Rubber Rabbitbrush (Ericameria nauseosa) is a small perennial shrub that grows in a wide variety of harsh habitats from the west coast all the way to Texas and North Dakota. In the Southern Cascades you can still see the last of its flowers in November, but it’s prime flowering season is August-October. It’s bright and prolific yellow flowers are a very abundant source of food for pollinating insects and birds, and the leaves are an important winter food for browsing mammals.
Rubber Rabbitbrush is an excellent revegetation plant in disturbed areas, as it propagates easily and grows fast in a range of poor soil conditions. It also thrives in dry environments, making it a great choice for xeriscaping (landscapes designed to reduce or eliminate the need for irrigation). It is often found growing in desert-like habitats alongside sagebrush – both of which are in the Asteraceae (sunflower) family. It’s deep growing roots also make it very useful for stabilizing ground prone to erosion or damaged by mining.
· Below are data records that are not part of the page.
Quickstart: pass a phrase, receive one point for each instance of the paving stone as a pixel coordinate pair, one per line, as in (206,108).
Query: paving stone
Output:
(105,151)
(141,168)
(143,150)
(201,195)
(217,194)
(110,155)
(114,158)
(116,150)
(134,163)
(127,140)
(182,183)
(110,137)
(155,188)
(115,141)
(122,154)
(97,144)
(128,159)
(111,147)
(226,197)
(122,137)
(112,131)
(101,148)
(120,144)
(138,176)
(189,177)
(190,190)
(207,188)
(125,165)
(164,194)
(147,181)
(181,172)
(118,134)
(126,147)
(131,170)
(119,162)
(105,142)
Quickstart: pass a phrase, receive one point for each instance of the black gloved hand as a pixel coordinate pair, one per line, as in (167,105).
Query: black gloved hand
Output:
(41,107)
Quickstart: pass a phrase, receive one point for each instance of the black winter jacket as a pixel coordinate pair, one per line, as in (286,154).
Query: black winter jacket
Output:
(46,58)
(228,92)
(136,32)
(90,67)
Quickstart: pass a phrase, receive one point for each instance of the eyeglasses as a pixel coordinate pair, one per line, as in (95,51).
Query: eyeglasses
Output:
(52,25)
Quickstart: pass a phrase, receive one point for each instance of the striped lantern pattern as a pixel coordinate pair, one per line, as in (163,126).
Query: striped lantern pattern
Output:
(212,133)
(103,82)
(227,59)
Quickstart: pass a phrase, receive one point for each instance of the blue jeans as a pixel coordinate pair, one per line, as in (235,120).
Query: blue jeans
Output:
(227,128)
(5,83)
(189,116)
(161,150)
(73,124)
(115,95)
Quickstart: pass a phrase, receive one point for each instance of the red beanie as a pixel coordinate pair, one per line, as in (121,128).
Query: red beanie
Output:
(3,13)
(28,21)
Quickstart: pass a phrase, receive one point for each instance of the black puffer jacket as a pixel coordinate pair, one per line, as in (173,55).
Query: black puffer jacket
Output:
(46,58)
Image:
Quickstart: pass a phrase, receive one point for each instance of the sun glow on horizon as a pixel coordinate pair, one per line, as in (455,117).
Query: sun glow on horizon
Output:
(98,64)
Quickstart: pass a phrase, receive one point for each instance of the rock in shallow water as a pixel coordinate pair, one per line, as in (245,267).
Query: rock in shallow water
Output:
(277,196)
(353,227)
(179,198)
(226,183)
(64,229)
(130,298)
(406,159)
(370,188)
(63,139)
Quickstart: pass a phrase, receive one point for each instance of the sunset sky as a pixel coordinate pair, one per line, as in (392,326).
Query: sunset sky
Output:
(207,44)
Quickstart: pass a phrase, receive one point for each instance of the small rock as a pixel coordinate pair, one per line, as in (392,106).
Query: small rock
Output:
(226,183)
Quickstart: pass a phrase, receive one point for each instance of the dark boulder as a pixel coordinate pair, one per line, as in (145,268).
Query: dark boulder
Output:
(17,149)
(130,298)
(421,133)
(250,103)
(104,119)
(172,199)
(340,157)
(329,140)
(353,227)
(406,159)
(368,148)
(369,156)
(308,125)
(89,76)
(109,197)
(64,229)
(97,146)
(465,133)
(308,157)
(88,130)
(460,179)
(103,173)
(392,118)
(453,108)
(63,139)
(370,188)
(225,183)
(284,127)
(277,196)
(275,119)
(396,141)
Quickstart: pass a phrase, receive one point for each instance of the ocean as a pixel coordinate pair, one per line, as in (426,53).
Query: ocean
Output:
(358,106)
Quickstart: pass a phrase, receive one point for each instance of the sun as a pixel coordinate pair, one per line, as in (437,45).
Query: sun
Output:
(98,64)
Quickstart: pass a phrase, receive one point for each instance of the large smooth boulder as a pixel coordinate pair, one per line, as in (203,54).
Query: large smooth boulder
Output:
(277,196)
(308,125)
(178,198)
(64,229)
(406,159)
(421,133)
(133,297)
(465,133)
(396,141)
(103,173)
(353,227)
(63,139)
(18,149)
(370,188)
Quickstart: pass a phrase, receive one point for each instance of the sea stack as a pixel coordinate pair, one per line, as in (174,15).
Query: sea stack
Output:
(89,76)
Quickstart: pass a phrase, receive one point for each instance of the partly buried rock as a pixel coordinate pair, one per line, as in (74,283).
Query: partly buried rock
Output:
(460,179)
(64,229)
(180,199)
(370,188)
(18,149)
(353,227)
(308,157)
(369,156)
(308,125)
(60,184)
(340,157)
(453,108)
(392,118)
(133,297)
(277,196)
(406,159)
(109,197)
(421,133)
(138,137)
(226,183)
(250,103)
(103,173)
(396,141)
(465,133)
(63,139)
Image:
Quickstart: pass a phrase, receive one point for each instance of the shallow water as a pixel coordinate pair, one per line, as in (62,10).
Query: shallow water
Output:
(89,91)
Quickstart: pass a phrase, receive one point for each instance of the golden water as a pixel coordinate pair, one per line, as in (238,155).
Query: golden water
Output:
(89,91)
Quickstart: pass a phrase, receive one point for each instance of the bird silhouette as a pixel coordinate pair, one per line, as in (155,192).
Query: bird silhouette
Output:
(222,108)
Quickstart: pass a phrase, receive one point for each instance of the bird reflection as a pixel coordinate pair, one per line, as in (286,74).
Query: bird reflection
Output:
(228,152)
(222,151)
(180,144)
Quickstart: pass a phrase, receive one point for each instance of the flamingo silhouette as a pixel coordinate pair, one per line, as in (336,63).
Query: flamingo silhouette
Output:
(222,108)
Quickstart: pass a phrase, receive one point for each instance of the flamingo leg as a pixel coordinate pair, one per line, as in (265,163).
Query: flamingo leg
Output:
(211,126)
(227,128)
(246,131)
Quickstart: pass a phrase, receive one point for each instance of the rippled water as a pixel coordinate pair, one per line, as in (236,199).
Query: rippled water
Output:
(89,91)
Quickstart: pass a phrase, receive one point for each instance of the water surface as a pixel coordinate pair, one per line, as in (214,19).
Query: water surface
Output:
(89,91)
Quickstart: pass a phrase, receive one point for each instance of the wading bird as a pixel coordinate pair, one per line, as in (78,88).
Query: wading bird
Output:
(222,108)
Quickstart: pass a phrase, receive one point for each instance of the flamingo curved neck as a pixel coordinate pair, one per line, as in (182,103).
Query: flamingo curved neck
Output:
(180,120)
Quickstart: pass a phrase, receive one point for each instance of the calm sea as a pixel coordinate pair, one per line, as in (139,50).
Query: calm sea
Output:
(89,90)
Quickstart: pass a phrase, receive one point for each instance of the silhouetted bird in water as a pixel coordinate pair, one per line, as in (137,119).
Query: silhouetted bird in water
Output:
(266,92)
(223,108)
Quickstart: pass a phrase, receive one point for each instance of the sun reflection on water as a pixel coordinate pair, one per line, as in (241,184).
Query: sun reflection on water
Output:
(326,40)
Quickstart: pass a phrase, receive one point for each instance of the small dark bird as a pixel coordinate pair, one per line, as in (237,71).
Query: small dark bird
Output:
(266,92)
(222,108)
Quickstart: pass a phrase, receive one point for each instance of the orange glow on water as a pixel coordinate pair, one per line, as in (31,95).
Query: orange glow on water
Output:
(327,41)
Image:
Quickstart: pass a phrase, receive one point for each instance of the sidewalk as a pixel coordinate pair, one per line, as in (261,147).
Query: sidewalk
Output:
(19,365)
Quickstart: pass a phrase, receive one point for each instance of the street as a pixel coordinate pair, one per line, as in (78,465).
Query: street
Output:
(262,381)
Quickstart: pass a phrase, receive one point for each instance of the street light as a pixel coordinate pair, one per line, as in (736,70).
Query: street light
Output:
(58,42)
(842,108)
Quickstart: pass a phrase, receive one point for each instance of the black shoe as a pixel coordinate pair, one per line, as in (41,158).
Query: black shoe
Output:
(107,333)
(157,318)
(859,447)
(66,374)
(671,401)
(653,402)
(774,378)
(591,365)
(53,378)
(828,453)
Ethnobotanical uses of the plant include making a yellow dye from the flowers, using the rubbery stems in basket making, and making tea and chewing gum. As its name suggests, it can actually be used to make rubber from the plant’s sap. Rubber production potential varies depending on the growing conditions, but it is known to produce more rubbery sap in dryer, hotter conditions.
Taxonomy fact: the “nauseosa” species name relates to the pungent smell the plant gives off when the leaves are rubbed. Some say it’s a pineapple-like aroma, while it’s more foul and rubbery to others.